SAKIT
“Ibu,
benar-benar merindukannya”
Siang itu, di pintu
masuk sekolah pada saat matahari terasa di ujung kepala, panas yang menyengai
membuat siapa saja ingin segera pulang ke rumah lalu menyalakan AC atau kipas
angin untuk diterpakan ke seluruh badan yang kepanasan.
Jelas
ada yang terlihat sudah menancap gas motornya lalu hilang dalam beberapa detik.

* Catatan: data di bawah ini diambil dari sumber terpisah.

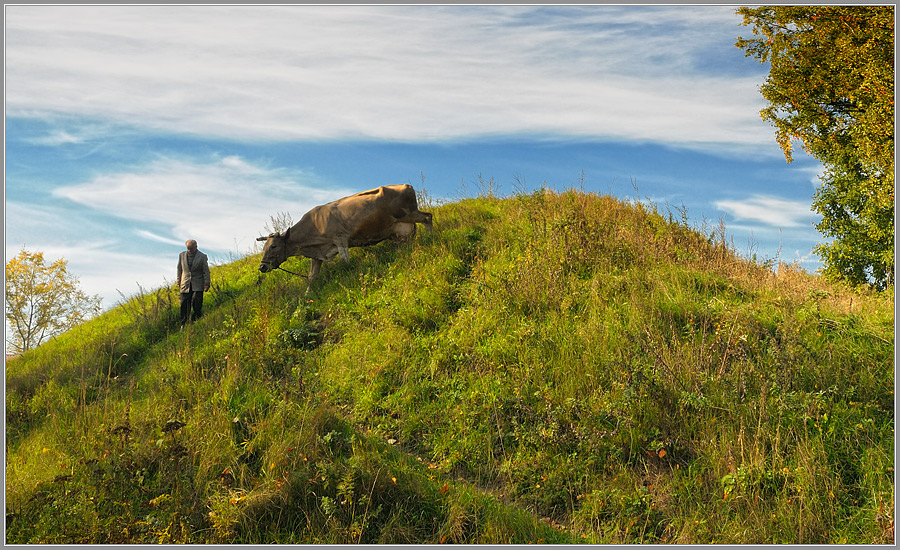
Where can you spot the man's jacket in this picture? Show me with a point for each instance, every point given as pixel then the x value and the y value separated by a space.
pixel 194 276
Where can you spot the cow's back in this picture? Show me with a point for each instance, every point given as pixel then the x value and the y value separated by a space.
pixel 365 218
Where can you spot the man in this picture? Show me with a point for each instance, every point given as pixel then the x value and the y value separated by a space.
pixel 193 280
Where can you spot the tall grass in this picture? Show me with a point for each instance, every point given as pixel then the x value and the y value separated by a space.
pixel 550 367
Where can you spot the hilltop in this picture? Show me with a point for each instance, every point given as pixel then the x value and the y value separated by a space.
pixel 549 367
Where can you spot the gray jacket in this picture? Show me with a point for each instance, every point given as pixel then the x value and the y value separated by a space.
pixel 194 276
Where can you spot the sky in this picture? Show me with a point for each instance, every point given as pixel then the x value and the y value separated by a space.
pixel 130 129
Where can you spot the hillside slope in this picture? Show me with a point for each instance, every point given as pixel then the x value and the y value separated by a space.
pixel 544 368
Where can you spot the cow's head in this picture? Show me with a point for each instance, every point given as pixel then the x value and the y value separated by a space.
pixel 275 252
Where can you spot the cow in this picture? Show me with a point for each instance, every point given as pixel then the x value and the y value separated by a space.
pixel 363 219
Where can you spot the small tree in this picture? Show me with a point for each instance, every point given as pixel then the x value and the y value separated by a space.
pixel 831 87
pixel 42 300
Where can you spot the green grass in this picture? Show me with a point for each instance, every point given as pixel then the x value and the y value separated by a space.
pixel 542 368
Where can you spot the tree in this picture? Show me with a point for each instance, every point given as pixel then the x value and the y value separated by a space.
pixel 831 87
pixel 42 300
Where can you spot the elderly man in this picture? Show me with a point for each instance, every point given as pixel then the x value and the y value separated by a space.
pixel 193 280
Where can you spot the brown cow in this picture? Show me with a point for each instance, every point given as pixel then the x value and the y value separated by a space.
pixel 389 212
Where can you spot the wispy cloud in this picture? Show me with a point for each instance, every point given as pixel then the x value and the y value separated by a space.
pixel 218 202
pixel 58 137
pixel 388 72
pixel 771 211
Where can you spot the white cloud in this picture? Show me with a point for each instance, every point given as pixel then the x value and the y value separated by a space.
pixel 771 211
pixel 158 238
pixel 389 72
pixel 59 137
pixel 220 203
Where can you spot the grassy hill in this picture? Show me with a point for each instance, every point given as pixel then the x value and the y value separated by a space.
pixel 543 368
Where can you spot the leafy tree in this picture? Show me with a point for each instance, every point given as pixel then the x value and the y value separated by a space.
pixel 42 300
pixel 831 87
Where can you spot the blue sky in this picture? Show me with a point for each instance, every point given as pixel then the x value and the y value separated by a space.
pixel 130 129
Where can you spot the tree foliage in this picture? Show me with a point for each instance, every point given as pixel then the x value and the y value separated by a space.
pixel 831 88
pixel 43 300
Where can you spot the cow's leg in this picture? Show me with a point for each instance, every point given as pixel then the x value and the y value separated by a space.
pixel 343 248
pixel 314 266
pixel 418 216
pixel 404 231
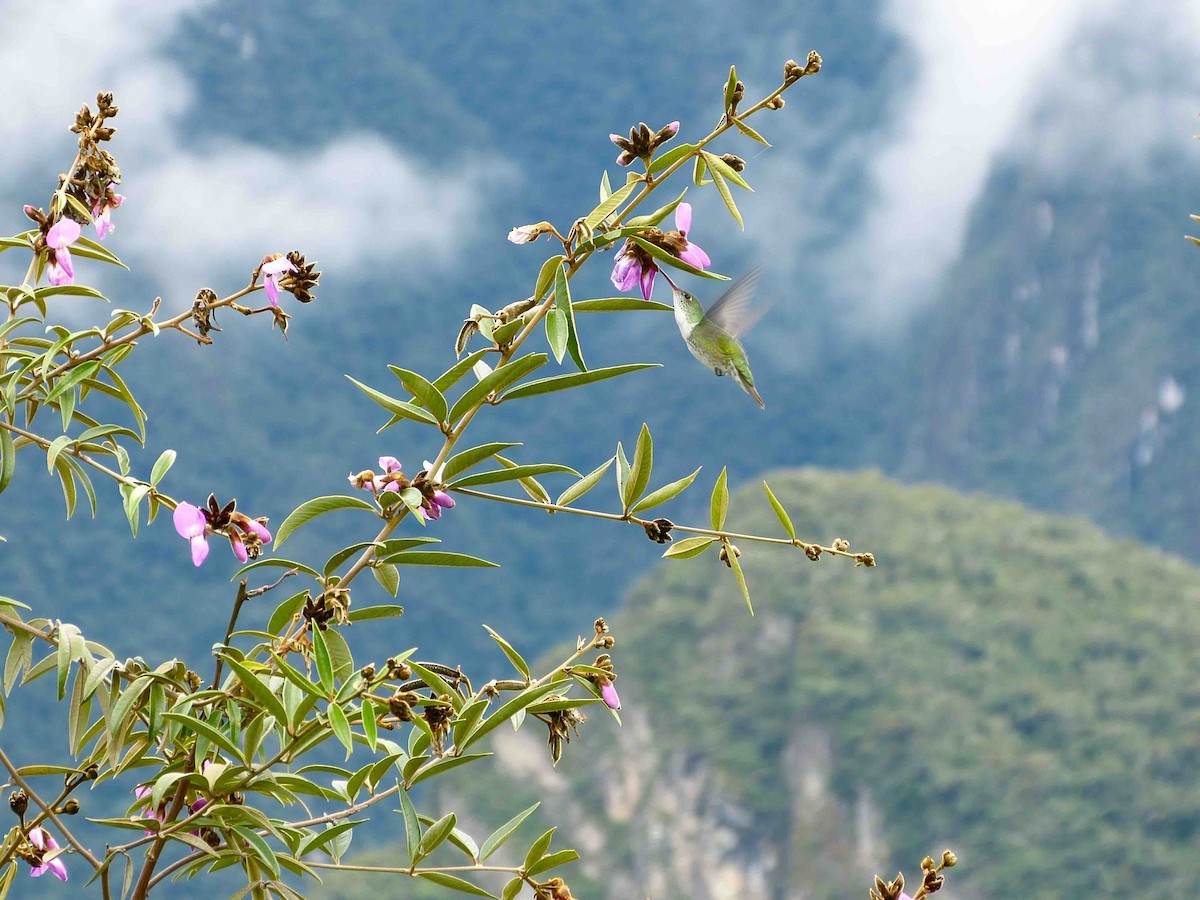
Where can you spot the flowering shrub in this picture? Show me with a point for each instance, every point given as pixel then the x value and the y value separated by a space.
pixel 216 766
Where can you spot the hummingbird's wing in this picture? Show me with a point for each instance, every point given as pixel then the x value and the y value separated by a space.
pixel 735 312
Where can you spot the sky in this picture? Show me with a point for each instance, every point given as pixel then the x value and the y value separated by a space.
pixel 1114 81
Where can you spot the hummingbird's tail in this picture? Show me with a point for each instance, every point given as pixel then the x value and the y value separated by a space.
pixel 748 387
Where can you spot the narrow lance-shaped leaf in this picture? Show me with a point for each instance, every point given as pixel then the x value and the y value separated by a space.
pixel 665 493
pixel 640 468
pixel 784 519
pixel 719 504
pixel 583 485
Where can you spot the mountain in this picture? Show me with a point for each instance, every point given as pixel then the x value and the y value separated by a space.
pixel 1013 685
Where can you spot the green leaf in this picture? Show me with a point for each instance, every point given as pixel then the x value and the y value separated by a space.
pixel 574 379
pixel 514 657
pixel 497 838
pixel 784 519
pixel 317 507
pixel 546 276
pixel 341 727
pixel 510 474
pixel 376 612
pixel 563 301
pixel 435 835
pixel 437 684
pixel 552 861
pixel 731 87
pixel 258 690
pixel 665 493
pixel 497 381
pixel 388 577
pixel 658 215
pixel 507 711
pixel 675 262
pixel 742 579
pixel 449 378
pixel 719 503
pixel 7 457
pixel 610 205
pixel 556 333
pixel 396 407
pixel 640 469
pixel 688 547
pixel 619 304
pixel 539 849
pixel 213 733
pixel 439 557
pixel 455 883
pixel 719 167
pixel 423 390
pixel 324 665
pixel 463 461
pixel 681 151
pixel 412 825
pixel 162 466
pixel 585 484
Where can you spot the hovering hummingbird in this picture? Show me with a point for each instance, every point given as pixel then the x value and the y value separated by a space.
pixel 713 336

Ada pula yang berjalan tak kalah cepat dengan mempraktekkan jalan cepat seperti
yang diajarkan dalam pelajaran olahraga. Tapi beda dengan Ferdi, cahaya matahari
yang menerobos kepala teman-temannya yang lain serasa menjadi angina
sepoi-sepoi. Terus senyum melihat jam yang melingkar di tangannya.
Saat
gadis yang sudah ditunggu sudah muncul di retinanya, kesenangan bertambah
dengan kecepatan di luar ambang intensitas. Hentakan kakiknya yang berjalan
penaka alunan lagu yang bermelodi indah, apalagi ditambah sampulan senyuman
yang nyaris membuat jantung Ferdi jatuh ke lantai. Hah. Gadis ini benar-benar piawai memainkan hati. Pekiknya dalam batin
sambil membalas dengan sunggingan serupa.
Langsung
gadis itu berdiri di sampingnya dan Ferdi mendadak salah tingkah, matanya entah
mencari apa dan ia menggigit bibir bawahnya. Sebenarnya Suci pun begitu, hanya
saja ia mengontrolnya dengan cara mengepal tangannya. Kemudian, lembut
mengutarakan maaf karena sudah lama membuat menunggu. Ia mengibaskan rasa tidak
enaknya. Serta mertaFerdi menyemai, bukan kesalahannya. Toh ia bisa menunggu
lebih lama lagi, termasuk menunggu perasaannya.
Sekarang,
situasinya berbeda. Sekeras apapun Suci mengepal tangannya, ia sudah tidak bisa
lagi mengatasinya. Ferdi tiba-tiba membuatnya linglung. Kalau dibiarkan maka
sepertinya kakinya akan lumpuh sebentar lagi dan ia akan terkapar di tanah.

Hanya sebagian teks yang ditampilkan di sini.